Hint: We draw a diagram for the given situation and use the concept of similar triangles. Prove the two triangles similar using AAA property and equate ratio of sides of two triangles.
* If two triangles are similar to each other, then the ratio of corresponding sides of triangles is the same for three corresponding sides.
* Two triangles are said to be similar if the triangles have congruent corresponding angles.

Step-By-Step answer:
We are given the height of man is 1.8m and length of man’s shadow is 2.7m. Also, we are given the length of the shadow of the pyramid is 210m and we have to calculate the height of the pyramid. We draw a diagram depicting the situation.

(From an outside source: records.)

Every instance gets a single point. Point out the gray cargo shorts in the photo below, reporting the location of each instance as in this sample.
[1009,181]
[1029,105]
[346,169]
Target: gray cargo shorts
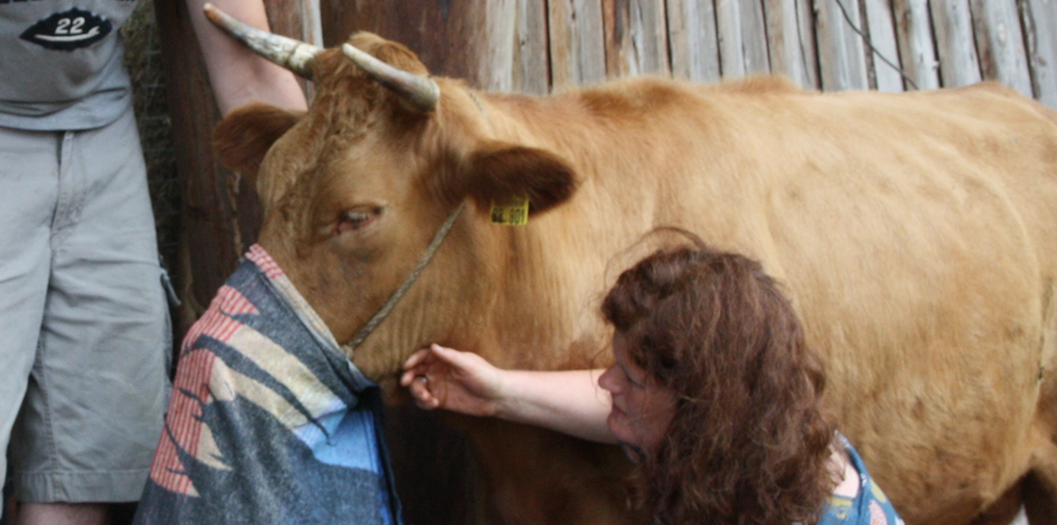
[85,336]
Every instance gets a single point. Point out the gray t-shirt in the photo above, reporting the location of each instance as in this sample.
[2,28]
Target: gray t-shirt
[61,63]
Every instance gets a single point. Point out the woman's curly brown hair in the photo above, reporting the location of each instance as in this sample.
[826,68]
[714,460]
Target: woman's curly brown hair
[748,443]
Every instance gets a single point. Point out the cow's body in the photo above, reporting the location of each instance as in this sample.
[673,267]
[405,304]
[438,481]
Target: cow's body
[916,235]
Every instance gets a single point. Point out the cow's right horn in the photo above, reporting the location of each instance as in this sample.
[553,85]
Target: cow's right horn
[421,92]
[291,54]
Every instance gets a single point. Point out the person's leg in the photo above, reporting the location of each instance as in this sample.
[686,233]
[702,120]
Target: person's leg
[65,513]
[93,414]
[29,189]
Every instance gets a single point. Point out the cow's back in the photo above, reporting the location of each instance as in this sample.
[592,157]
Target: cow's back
[915,236]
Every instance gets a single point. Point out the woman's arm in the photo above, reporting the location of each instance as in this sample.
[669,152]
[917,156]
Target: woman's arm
[568,401]
[239,76]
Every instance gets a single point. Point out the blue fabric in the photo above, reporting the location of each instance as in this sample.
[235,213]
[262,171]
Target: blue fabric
[871,506]
[269,423]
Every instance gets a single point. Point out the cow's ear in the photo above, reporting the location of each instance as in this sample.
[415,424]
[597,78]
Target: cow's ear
[502,171]
[243,137]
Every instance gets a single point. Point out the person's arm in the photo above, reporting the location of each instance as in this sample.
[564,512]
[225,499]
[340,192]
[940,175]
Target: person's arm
[239,76]
[568,401]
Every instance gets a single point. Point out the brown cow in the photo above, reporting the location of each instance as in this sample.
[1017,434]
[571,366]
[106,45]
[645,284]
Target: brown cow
[915,233]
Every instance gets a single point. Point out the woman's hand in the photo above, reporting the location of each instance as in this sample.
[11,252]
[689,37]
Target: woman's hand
[460,381]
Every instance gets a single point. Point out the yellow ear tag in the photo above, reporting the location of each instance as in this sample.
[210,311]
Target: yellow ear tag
[511,212]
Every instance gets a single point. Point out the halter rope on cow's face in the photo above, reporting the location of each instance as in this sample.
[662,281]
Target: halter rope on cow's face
[420,92]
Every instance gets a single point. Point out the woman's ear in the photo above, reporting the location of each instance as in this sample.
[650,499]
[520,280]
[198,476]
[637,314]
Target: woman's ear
[243,137]
[500,171]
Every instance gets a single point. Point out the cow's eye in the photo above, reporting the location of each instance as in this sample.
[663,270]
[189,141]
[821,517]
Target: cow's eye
[357,218]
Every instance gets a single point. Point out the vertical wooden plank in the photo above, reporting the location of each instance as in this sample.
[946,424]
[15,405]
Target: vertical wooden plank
[692,39]
[577,42]
[805,20]
[754,37]
[448,37]
[953,37]
[220,213]
[1039,19]
[728,27]
[1000,43]
[916,49]
[886,54]
[532,70]
[783,38]
[206,214]
[635,37]
[841,56]
[498,22]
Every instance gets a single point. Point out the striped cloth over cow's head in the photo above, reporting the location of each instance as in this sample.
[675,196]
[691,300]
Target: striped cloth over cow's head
[269,420]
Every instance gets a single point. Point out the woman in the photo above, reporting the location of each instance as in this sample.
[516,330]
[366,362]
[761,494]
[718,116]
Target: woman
[714,394]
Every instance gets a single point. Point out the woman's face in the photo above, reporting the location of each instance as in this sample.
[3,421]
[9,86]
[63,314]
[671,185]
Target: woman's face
[642,409]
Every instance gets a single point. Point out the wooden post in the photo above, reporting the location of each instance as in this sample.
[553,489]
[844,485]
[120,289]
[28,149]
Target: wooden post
[792,52]
[841,56]
[1039,19]
[916,51]
[692,39]
[1000,43]
[953,30]
[636,37]
[577,42]
[886,56]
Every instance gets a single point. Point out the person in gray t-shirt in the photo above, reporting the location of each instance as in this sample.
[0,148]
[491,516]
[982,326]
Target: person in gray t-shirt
[86,337]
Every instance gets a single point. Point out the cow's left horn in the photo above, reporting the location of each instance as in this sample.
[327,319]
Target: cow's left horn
[419,91]
[292,54]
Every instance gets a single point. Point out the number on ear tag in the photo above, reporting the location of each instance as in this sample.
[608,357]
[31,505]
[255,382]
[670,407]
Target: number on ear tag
[512,212]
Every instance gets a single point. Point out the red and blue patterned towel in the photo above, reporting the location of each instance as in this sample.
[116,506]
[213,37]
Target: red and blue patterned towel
[270,423]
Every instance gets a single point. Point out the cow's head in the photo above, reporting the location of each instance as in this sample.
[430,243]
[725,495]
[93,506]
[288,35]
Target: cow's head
[354,189]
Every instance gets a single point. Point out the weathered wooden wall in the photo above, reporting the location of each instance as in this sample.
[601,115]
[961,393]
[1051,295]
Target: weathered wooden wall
[542,45]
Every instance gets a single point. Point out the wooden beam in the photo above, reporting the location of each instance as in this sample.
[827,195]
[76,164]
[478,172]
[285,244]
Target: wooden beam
[1000,43]
[742,35]
[953,34]
[785,41]
[754,37]
[887,70]
[1039,19]
[577,42]
[841,55]
[636,37]
[913,30]
[728,27]
[692,39]
[532,68]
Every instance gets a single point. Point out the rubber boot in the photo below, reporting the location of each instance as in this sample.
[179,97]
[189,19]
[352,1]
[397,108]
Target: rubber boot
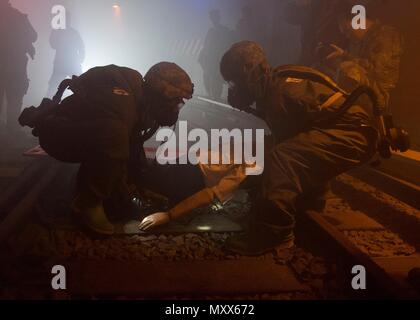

Here AB is the height of the pyramid and DE is the height of the man.
\[AB = x,AC = 210,ED = 1.8,EC = 2.7\] … (1)
We have both man and pyramid perpendicular to the ground, so the angles made by man and the pyramid with the ground will be right angles.
In \[\vartriangle ABC,\vartriangle EDC\]
\[\angle BAC = \angle DEC\] (As they both are corresponding angles and are equal i.e. \[{90^ \circ }\])
\[\angle ABC = \angle EDC\](As they both are corresponding angles formed by parallel lines AB and DE cut by transversal AC)
\[\angle C = \angle C\](Common angle)
By Angle Angle Angle (AAA) property we can say triangles\[\vartriangle ABC,\vartriangle EDC\] are similar to each other.
Now using the property of similar triangles, we can write the ratio of corresponding sides of triangles equal.
\[ \Rightarrow \dfrac{{AB}}{{ED}} = \dfrac{{AC}}{{EC}}\]
Substitute the values in the fraction from equation (1)
\[ \Rightarrow \dfrac{x}{{1.8}} = \dfrac{{210}}{{2.7}}\]
Multiply both sides by 1.8
\[ \Rightarrow \dfrac{x}{{1.8}} \times 1.8 = \dfrac{{210}}{{2.7}} \times 1.8\]
Cancel the same factors from numerator and denominator on both sides of the equation.
\[ \Rightarrow x = \dfrac{{210}}{9} \times 6\]
\[ \Rightarrow x = 140\]
\[ \Rightarrow AB = 140\]

\[\therefore \]The height of the pyramid is 140m.

Note: Alternate method:
Since we know both triangles are right triangles, we can apply the formula of trigonometry i.e. tangent of an angle.
We know tangent of an angle is given by dividing perpendicular by base.
In triangle ABC,
\[ \Rightarrow \tan C = \dfrac{{AB}}{{AC}}\]
Similarly in triangle DEC,
\[ \Rightarrow \tan C = \dfrac{{DE}}{{EC}}\]
Since tangent of an angle has finite value, we can equate values from both triangles.
\[ \Rightarrow \dfrac{{AB}}{{AC}} = \dfrac{{DE}}{{EC}}\]
Substitute values of \[AB = x,AC = 210,ED = 1.8,EC = 2.7\]
\[ \Rightarrow \dfrac{x}{{1.8}} = \dfrac{{210}}{{2.7}}\]
Multiply both sides by 1.8
\[ \Rightarrow \dfrac{x}{{1.8}} \times 1.8 = \dfrac{{210}}{{2.7}} \times 1.8\]
Cancel the same factors from the numerator and denominator on both sides of the equation.
\[ \Rightarrow x = \dfrac{{210}}{9} \times 6\]
\[ \Rightarrow x = 140\]
\[ \Rightarrow AB = 140\]
\[\therefore \]The height of the pyramid is 140m.